À l’issue de « débats houleux », les participants ont convenu de privilégier l’intérêt des élèves en appelant à la reprise des activités scolaires.
« Après discussions et échanges d’avis, nous nous sommes convenus de la reprise effective de toutes les activités scolaires à Butembo comme à Beni dès ce lundi. Nous demandons aux enseignants, aux chefs d’établissements et aux parents de s’y conformer pour l’intérêt des enfants », a déclaré le PROVED Norbert Bisismwa Belekembaka.
Selon cette autorité scolaire, la grève n’a plus sa raison d’être, le Gouvernement ayant déjà entamé le paiement du salaire du mois de mars, principale revendication des enseignants.
Il a, en outre, critiqué la position du Syndicat des enseignants du Congo (SYECO), qu’il accuse de maintenir un mouvement de grève « injustifié », notamment en conditionnant la reprise des cours au paiement du mois d’avril, encore en cours.
De son côté, l’intersyndicale de la province, regroupant plusieurs organisations syndicales à l’exception du SYECO, a soutenu les résolutions issues de la réunion et appelé ses membres à reprendre les cours dès lundi.

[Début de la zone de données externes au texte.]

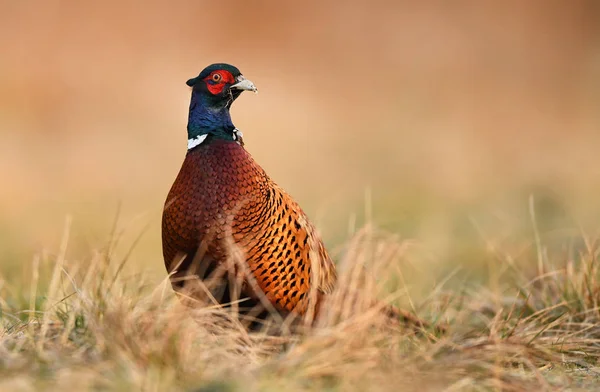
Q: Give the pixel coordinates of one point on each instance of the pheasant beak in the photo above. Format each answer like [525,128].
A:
[244,84]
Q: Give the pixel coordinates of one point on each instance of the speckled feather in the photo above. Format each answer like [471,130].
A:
[222,196]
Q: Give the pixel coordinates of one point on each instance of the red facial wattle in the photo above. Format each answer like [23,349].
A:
[216,86]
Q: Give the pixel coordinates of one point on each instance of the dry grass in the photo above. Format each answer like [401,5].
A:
[88,326]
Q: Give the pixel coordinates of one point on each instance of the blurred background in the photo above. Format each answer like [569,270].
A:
[437,120]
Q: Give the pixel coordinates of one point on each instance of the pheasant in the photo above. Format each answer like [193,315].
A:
[228,231]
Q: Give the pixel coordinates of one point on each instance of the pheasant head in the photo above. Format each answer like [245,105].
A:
[213,92]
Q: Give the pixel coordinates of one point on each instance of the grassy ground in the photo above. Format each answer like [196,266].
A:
[451,115]
[86,324]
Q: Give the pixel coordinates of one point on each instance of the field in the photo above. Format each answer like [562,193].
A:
[447,154]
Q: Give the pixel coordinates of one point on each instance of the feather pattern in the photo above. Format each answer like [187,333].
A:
[222,201]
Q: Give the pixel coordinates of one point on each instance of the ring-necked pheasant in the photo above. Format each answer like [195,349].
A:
[225,221]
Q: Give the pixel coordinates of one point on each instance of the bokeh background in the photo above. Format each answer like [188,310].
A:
[435,120]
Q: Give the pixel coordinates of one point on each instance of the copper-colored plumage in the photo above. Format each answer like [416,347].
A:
[222,204]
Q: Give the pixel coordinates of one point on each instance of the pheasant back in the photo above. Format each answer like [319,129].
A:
[222,206]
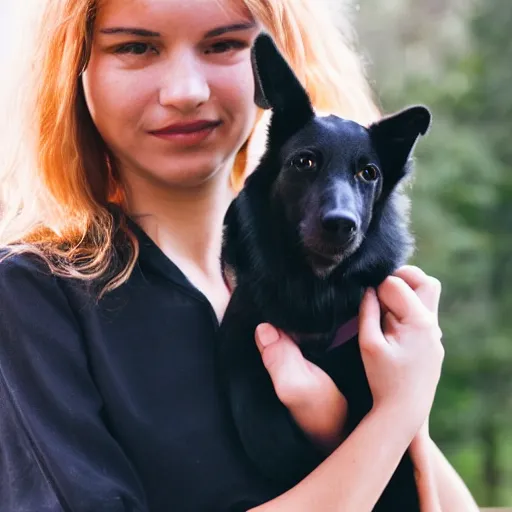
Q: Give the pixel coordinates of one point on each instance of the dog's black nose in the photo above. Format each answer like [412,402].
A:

Même son de cloche du côté de l’ANAPECO. Par la voix de son représentant, Jean de Dieu Katembo Sangala, l’association a exhorté les enseignants à « revenir à la raison » et invité les parents à envoyer massivement leurs enfants à l’école.
Cependant, le SYECO, particulièrement actif à Butembo, maintient sa position. Réuni jeudi en séance évaluative, ce syndicat a décidé de poursuivre la grève, exigeant notamment le paiement du salaire du mois d’avril avant toute reprise des cours.
Pour rappel, les enseignants des écoles primaires publiques, notamment à Butembo et Beni, observent un mouvement de grève sèche depuis le lundi 13 avril dernier.